Our second bitter setback came when the JRuby team released JRuby 9.2.12.0, our “Looker version”, and we hit a second multithreading bug. We returned to the JRuby development team with our results and they agreed to do JRuby 9.2.13.0 with a fix to our second issue.

However, by this point we had developed a flow where we could manually build our Looker warbler jar artifact and run it through our Jenkins Cucu-based integration test suite. Given our new technique to “flip the paradigm”, as JRuby 9.2.13.0 was being developed we could test in parallel. As the JRuby development team worked we did several iterations of building the JRuby 9.2.13.0 branch, building our Looker jar using the custom JRuby, and running the Cucu tests. At the end, success! We were able to move to JRuby 9.2.13.0.

OpenJDK11

We needed a few more code changes to support OpenJDK11, but they were straightforward. After changing how we instantiate Nashorn and fixing an issue with casting classloaders, Looker was running with OpenJDK11. When our internal production instance moved from JDK8 to OpenJDK11 we saw more performance improvements: cpu utilization down from ~25% to ~10%, http response time ~35% better, JVM heap usage down ~10%. During our interaction with the JRuby development team we learned that crediting these improvements entirely to OpenJDK11 is not quite fair, since JRuby itself has lots of JDK11-specific improvements which were enabled by the switch.

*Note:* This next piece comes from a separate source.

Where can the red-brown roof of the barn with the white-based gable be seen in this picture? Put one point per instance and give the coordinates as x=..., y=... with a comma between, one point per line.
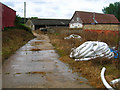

Host CPU utilization pre/post the OpenJDK8 -> OpenJDK11 upgrade (DataDog)

Next Steps

After this Java/JRuby upgrade project at Looker we have plenty of new ideas for how to make it smoother next time. We may build a Jenkins flow to build JRuby from source and run our CI flow using it, making it easier for us to move forward to new JRuby versions upon release. This could also be run with Java OpenJDK14 to set us up for that upgrade when we decide to take it on.

Conclusion

Even though it took over 9 months from start to finish, the JRuby/Java upgrade was a much needed modernization of the Looker software stack. Hopefully the example here and the project phases and issues we encountered will illuminate the work of anyone doing a project like this in the future.